Dans le champ, derrière la maison, la carcasse d'une Renault Juvaquatre formait une sorte de tertre. Les restes de peinture vert de gris et le rouge orangé de la rouille prolongeaient le paysage de terre pelée et d'herbes sèches de la fin de l'été. Les garde-boue galbés et bosselés me servirent de marche-pied. Debout sur la ferraille grinçante de la camionnette je happais l'horizon. Jusqu'à l'orée de la forêt d'acacias, les sapins, les grands chênes. Regard rebondissant contre tous les points cardinaux, butant contre les ombres évanescentes de la coudrière. Sur les terres gastes, désertes de Hawwah.
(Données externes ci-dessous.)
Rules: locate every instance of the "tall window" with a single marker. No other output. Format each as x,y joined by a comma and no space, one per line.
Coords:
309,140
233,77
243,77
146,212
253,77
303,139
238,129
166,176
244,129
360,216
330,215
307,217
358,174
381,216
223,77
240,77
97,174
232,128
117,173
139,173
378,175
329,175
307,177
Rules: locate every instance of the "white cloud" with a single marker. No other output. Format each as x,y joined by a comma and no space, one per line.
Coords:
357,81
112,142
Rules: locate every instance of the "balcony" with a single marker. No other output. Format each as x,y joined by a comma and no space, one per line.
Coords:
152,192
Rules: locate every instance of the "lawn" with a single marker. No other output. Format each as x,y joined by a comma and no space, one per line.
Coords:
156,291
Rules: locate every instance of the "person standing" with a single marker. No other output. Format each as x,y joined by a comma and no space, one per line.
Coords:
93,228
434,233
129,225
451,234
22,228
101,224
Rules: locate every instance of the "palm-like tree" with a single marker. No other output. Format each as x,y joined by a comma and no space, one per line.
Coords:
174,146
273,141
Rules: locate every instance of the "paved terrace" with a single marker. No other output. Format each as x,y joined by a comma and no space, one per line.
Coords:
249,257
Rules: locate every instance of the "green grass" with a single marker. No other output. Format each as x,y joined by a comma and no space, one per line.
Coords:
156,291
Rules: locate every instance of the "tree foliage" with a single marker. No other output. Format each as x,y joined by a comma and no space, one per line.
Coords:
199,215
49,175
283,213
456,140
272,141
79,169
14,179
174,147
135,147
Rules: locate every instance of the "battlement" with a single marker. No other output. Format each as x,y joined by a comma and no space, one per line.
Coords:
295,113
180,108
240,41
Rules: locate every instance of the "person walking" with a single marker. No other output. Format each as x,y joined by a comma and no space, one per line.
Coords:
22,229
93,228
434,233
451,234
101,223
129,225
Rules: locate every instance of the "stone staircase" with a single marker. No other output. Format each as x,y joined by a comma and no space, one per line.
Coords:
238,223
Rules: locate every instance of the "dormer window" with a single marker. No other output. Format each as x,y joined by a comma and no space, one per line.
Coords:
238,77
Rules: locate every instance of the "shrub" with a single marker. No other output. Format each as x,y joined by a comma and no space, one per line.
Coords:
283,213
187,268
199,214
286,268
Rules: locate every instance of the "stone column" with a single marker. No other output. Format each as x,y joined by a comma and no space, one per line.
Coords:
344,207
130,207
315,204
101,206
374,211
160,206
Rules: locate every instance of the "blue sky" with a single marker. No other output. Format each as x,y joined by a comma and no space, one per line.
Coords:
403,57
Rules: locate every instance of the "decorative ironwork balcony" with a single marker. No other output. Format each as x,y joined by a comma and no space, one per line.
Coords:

Privée de sa dame, la maison s'effritait de toutes parts. Les soirs d'orage, elle tombait en déliquescence, gonflée par la pluie et le vent. Son crépi humide se bombait et s'écroulait par pans entiers. A l'abri sous les toits, guettant d'éventuelles fuites, je foulais la sciure fluide qui tombait des poutres de peuplier, j'écrasais les petits tas pyramidaux qui s'accumulaient, comme dans un sablier, sur le plancher. Étendue sur mon lit, immobile comme un gisant, je laissais la nuit peser sur moi, la nuit alourdie, grosse de larves s'enfonçant dans l'obscurité à coup de crissements incessants. Mes yeux ouverts, oublieux des limites du jour, cherchaient dans cet enchevêtrement fantastique de bruits de bois rongé et dégluti à donner forme à la vie grouillante et colossale, aux remous monstrueux de matière qui me séparaient du ciel. Et dans cet effort dérisoire pour ordonner le chaos, aveuglée par la carcasse fourmillante qui faisait obstacle à la clarté des étoiles, j'essayais de ressaisir mon corps dont la respiration saccadée, les flux sanguins et les borborygmes répondaient dans un écho de chair à l'élan animal et destructeur qui m'entourait. La nuit s'acheva dans la fatigue d'un jour trop long. Le corps et l'esprit las, je m'endormis dans la moiteur étouffante qui avait envahi les combles. Vers midi je me levai. Le soleil chauffait à blanc le zinc des gouttières qui se dilatait et claquait quand je sortis de la maison et que j'allai m'installer sous la fraîcheur du grand tilleul. Je me décidai alors à aller chercher à manger. Je n'étais pas inquiète pour elle mais je ne savais quand elle reviendrait. Je ne lui avais rien demandé lorsqu'elle avait pris le chemin qui menait par-delà les noisetiers. Je trouvai un vélo. Motobécane – Pantin. Le vieux caoutchouc des pneus était marbré de craquelures. Je graissai consciencieusement la chaîne et le dérailleur, enlevai l'épaisse couche de poussière qui recouvrait la selle et le guidon, attachai un panier en osier au porte-bagage avec un tendeur, et je partis.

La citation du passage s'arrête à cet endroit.